# Orbea Lobular?



## rollin nolan (Jun 22, 2007)

Does any one have any info / links for the Orbea Lobular or other Orbea cross frames. I've seen a few posts and pics on various sites, but it is not listed on Orbea's site. Are they still making it?


----------



## Coolhand (Jul 28, 2002)

rollin nolan said:


> Does any one have any info / links for the Orbea Lobular or other Orbea cross frames. I've seen a few posts and pics on various sites, but it is not listed on Orbea's site. Are they still making it?
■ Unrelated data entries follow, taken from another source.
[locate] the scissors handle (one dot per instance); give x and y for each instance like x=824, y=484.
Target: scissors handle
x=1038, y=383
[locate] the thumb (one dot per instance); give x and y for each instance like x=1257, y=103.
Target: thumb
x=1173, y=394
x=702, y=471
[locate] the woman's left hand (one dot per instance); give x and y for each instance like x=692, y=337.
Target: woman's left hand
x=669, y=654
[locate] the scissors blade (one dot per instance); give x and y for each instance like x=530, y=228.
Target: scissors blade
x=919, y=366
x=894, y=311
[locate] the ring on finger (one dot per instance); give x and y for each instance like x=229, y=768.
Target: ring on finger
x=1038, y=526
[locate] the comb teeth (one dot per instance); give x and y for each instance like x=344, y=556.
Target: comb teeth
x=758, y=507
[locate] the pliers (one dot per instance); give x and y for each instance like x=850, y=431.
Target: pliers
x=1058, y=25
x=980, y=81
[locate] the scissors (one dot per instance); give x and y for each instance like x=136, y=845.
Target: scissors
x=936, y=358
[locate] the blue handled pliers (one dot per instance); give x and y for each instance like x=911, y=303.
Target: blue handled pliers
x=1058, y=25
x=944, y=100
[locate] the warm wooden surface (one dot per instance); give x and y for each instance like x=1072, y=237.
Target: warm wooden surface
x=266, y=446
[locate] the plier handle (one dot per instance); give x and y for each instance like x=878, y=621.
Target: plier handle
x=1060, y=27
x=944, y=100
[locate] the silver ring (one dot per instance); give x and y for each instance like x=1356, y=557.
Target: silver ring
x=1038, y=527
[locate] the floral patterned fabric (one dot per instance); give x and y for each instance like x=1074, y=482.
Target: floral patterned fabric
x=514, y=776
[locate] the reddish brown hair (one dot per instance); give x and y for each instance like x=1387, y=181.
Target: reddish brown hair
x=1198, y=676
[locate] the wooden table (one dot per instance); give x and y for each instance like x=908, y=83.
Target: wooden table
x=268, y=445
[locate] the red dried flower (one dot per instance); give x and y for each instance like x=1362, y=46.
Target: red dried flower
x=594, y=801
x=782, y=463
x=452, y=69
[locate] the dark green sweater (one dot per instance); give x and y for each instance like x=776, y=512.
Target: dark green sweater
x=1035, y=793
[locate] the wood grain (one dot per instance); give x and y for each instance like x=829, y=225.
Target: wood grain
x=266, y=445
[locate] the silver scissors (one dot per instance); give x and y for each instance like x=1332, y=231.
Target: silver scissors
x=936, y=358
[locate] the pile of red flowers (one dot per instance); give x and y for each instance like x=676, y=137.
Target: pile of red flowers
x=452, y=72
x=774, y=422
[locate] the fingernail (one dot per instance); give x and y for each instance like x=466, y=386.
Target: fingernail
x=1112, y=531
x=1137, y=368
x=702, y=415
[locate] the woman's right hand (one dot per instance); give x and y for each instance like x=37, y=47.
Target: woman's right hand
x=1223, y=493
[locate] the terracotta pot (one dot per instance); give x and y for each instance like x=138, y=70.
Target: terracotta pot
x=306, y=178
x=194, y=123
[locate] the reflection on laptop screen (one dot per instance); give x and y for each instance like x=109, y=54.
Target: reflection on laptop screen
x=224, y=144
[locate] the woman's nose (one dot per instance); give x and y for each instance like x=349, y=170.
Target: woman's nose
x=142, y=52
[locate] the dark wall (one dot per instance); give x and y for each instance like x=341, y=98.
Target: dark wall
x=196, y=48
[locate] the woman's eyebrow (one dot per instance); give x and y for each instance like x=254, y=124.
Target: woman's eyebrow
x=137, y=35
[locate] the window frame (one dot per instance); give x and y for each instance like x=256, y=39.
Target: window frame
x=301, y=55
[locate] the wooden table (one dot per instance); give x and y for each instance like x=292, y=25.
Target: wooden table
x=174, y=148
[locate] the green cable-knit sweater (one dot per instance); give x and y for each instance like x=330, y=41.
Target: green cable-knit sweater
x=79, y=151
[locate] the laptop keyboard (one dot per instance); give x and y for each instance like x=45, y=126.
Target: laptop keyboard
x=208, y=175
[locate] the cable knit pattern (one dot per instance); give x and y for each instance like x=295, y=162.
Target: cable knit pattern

 I am riding a custom one where we tweaked the angles and TT to make it work with a specific fork and handle the way I wanted. The stock bike is just another random aluminum cross bike IMHO- and you are probably better of with one of the scandium Redline Conquest Pro/Team frames IMHO.


----------



## mtb_frk (Feb 17, 2007)

Random AL frame or not, I really like mine. I have a few year old one now, and it is great. I really like the way the bike rides and handles. It is one of the orange ones before they went to the boring looking paint job. I posted up a picture of it in the bike thread on here, just search my username if you want to see it.


----------



## Mosovich (Feb 3, 2004)

*I like mine as well...*

it's custom geo as I requested. Like the previous poster, search my name and you'll find pics of it..


----------



## kannas (Feb 7, 2004)

Mine is an atlec 2 version, I was very happy with it training and race-wise.
I tore the rd hanger off in a crash and that was the only damage.
Orbea-usa did not have the hanger and I had a difficult time sourcing one.
I work as a machinist, so making my own out of a blank was not an issue.


----------



## vanjr (Sep 15, 2005)

i see no cross bikes or custom options on the orbea USA website. not that i could afford one anyway, but very, very nice.


----------



## Mosovich (Feb 3, 2004)

*not expensive..*

For custom, it was only like $100 more.. The frames aren't really that expensive.. You have to call them..


----------



## mtb_frk (Feb 17, 2007)

Yeah for some reason they dont show the cross bikes anymore on their webpage. I had a hard time finding any geometry info on it before I bought it.


----------



## tekkamaki (Apr 10, 2007)

Mine sits half built in the laundry room. 
The frame was a nice ebay find for about $200.
We are excited to give the bikes a new home later this summer.
I should have my garage/ bike workshop finished before cross season begins : )


----------



## KMan (Feb 3, 2004)

*I love my Orbea*

Nothing custom, but since I also have an Orbea Orca, the geometries are almost the same so switching between bikes is easy. My Orbea cross bike sees little action any more due to back injuries, but I've had a hard time selling off my cross bike.......but this year could be the year that we finally part ways.



























Michael


----------



## m_s (Nov 20, 2007)

Lobular is funny word.


----------



## Coolhand (Jul 28, 2002)

Mine- also done through the custom program a few years ago (which was a steal price wise). Crappy iPhone pic.


----------



## DarylB (Apr 19, 2007)

:thumbsup:


KMan said:


> Nothing custom, but since I also have an Orbea Orca, the geometries are almost the same so switching between bikes is easy. My Orbea cross bike sees little action any more due to back injuries, but I've had a hard time selling off my cross bike.......but this year could be the year that we finally part ways.
> 
> 
> 
> ...



What size is that bike? 

I have an Orbea dealer near me so I was going to see if they could get one but if you are ready to part with that beauty and it is my size................. :thumbsup:


----------



## KMan (Feb 3, 2004)

*its a 57*

bike is a 57

Michael



DarylB said:


> :thumbsup:
> 
> 
> What size is that bike?
> ...


----------



## that guy again (Jul 14, 2008)

The Lobular frame is really nice - if you can find one. They're not sold in the US any more from what I understand. The Mud frame is pretty basic and nothing special.


----------



## tekkamaki (Apr 10, 2007)

Here she is finally built up.

This is an ebay find in Clif Bar team colors. Built 1x9 with a mix of older suplus parts off other bikes. 

Currently set up for next weekend in the islands (headed to a wedding) then the cross tires go on.


----------



## eyebob (Feb 3, 2004)

At a cross race last year I was talking to the pit crew SRAM/Orbea and he said that Orbea would not be making the cross frame anymore because the frame metal that they use was in such high demand by their other products. Good luck finding one, let's hope that he was wrong.

bt


----------